The figures showed that the nation's industrial output -- a key indicator of economic activity -- declined only slightly in July, while housing starts and the personal income of Americans remained relatively robust.

The statistics marked welcome news for the Carter administration, which is hoping to avert a deep recession while still slowing the economy enough to dampen inflation from its current 13.2 percent pace.

Courtenay M. Slater, the Commerce Department's chief economist, said the reports tended to "give more confidence" that the recession will be a mild one. Carter has postponed any decision on a tax cut until the outlook clears.

The figures showed these developments:

Industrial production dipped a scant 0.1 percent in July, the same as in the previous month, with the bulk of the decline in auto and truck manufacturing, where output is being trimmed in the face of large inventories.

Housing starts fell to an annual rate of 1.799 million units, a drop of 7 percent from June's revised pace of 1.935 million units. However, the June rate was considered unusually high, and the July figures held their own.

The personal income of Americans rose a strong 1.4 percent in July following an 0.7 percent jump in June. Almost half of that increase reflected cost-of-living adjustments in Social Security benefits, but the rest was still moderately strong.

The figures on industrial production showed little change from the picture in June. Production of consumer goods fell 1 percent, after an 0.9 percent drop in June. But output of business equipment rose 0.4 percent.

Output of consumer durable goods declined 2.6 percent in July as automakers cut assemblies by more than 3 percent to an annual rate of 8.8 million units. Output of utility vehicles plunged 20 percent during the month.

Nevertheless, the board said despite the cutbacks, auto production still remained well above sales rates in the industry, and automakers were expected to slash assemblies further to a 7.3 million rate in August.

The industry has been hard hit in the wake of the June rise in foreign oil prices and the gas lines that appeared in many parts of the nation during mid-June and July. Moreover, it may face a strike in September.

The sharp dip in housing starts was expected by most analysts. Most economists had believed the June pace was artificially high. Inflows to savings and loan institutions, which provide funds for mortgage money, have been declining.

However, analysts said the effective 1.8 million-start annual rate posted in July was in line with expectations that the recession would prove to be mild. Single-family starts fell to a rate of 1.223 million, from 1.298 million in June.

At the same time, however, building permits dipped another 7 percent in July to an annual rate of 1.521 million -- a sign that housing starts will continue to decline in the months ahead. Permits were 14 percent below their pace a year ago.

The figures on personal income showed a rise of $27.2 billion in July to a new annual rate of $1.933 trillion. In June, personal income had risen $13.4 billion, to a $1.906 trillion rate.

Income from wages and salaries rose 0.7 percent in July to a new annual rate of $1.229 trillion, following an 0.1 percent decline in June. Factory payrolls rose by 0.5 percent to a $331.4 billion annual rate.
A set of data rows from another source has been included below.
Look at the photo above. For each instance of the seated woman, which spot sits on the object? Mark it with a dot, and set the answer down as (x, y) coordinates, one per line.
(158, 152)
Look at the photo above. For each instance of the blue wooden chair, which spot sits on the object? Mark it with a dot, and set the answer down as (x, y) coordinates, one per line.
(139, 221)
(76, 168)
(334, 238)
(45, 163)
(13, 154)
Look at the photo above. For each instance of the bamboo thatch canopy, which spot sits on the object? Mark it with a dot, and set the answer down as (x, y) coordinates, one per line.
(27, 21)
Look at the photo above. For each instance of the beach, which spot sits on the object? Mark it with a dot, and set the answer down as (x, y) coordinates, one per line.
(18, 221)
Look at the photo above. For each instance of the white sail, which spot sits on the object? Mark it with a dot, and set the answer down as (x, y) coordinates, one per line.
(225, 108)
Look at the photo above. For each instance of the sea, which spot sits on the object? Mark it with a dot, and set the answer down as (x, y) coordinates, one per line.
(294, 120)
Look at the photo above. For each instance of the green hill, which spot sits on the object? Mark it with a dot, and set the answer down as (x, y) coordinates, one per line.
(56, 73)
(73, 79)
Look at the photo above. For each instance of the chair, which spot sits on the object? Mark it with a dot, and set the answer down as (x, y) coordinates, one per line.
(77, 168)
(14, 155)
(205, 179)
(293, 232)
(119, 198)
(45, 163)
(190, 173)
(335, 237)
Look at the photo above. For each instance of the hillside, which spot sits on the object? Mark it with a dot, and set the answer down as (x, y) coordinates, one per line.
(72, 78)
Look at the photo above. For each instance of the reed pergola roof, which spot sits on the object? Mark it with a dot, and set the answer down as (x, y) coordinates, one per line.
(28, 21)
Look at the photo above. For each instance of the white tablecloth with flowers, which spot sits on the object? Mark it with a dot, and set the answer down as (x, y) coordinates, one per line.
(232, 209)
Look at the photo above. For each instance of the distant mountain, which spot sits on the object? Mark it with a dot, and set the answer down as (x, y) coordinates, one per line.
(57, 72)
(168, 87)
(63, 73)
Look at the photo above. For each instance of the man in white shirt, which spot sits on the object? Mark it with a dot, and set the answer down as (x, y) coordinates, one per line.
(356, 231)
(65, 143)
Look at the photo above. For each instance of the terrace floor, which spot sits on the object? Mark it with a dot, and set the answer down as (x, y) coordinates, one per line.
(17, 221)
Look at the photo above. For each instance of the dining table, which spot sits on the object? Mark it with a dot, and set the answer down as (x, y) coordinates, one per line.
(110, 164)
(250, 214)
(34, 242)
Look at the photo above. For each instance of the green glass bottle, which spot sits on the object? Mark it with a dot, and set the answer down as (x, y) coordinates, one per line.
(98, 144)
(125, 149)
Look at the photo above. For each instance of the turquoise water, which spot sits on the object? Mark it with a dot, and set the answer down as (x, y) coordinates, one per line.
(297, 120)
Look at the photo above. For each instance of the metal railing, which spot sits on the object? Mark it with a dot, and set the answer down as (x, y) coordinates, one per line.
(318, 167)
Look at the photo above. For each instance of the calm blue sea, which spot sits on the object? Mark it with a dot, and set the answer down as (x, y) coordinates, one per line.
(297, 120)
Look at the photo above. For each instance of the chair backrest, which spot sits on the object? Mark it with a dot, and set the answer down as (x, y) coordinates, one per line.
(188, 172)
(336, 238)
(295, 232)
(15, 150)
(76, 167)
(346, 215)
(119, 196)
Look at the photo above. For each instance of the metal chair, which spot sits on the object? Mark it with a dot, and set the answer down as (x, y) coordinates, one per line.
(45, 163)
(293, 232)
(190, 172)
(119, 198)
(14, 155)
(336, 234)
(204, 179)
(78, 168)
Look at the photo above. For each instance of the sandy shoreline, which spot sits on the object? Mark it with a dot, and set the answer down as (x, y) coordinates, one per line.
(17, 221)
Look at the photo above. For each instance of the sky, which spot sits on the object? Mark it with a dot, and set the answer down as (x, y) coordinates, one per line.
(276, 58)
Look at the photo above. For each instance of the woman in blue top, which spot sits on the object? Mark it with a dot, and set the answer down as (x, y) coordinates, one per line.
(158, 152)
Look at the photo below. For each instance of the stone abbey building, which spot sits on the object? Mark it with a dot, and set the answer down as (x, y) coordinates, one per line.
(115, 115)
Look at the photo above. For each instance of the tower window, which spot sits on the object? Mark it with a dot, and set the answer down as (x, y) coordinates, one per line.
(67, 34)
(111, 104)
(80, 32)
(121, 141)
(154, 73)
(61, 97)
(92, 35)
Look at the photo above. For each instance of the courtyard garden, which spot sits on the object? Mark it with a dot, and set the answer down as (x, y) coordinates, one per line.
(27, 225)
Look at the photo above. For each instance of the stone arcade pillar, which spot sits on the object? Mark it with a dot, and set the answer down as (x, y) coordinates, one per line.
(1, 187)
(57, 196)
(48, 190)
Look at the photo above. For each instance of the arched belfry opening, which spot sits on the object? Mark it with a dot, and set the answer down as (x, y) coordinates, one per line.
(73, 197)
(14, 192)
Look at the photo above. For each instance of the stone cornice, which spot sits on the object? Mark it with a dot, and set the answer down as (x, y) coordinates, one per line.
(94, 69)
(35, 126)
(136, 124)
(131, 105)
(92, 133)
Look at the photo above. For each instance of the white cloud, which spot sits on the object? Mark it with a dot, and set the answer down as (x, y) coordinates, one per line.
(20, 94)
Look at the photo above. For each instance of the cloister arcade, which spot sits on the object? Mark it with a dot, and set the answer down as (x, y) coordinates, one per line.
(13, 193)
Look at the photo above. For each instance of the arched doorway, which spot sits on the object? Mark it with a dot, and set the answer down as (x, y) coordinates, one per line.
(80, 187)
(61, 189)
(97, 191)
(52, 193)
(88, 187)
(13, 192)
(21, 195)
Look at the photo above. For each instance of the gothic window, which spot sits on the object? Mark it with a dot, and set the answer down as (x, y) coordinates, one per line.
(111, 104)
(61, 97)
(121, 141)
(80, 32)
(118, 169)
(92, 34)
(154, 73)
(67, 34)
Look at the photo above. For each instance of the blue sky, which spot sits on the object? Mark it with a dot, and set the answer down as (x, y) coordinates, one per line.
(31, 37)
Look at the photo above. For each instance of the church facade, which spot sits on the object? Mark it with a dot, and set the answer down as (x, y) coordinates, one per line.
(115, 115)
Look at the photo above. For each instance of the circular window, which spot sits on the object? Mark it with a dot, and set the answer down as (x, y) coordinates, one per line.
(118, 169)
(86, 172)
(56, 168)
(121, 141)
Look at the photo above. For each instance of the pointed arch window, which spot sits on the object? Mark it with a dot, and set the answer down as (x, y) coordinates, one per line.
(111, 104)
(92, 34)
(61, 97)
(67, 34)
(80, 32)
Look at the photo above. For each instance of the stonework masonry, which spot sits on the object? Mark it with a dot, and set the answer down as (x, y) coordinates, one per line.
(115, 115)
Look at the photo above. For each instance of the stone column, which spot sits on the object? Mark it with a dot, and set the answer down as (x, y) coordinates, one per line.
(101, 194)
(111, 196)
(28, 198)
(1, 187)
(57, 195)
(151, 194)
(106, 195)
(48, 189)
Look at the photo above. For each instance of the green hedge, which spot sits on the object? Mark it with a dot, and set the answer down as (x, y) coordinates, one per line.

Income to farm owners fell 0.3 percent in July to an annual rate of $33.3 billion. Dividend income slid 0.2 percent to a $52.5 billion rate. Both performances were the same as in the previous month.

The rise in income from transfer payments, which bloated the overall figures, reflected a 9.9 percent cost-of-living increase in Social Security and Veterans' benefits. Income from transfer payments soared by 5.7 percent.

Although the figures appeared to show the recession has had relatively little impact so far, the statistics did not alter economists' predictions that the slide will continue. If anything, forecasters have become more bearish in recent weeks.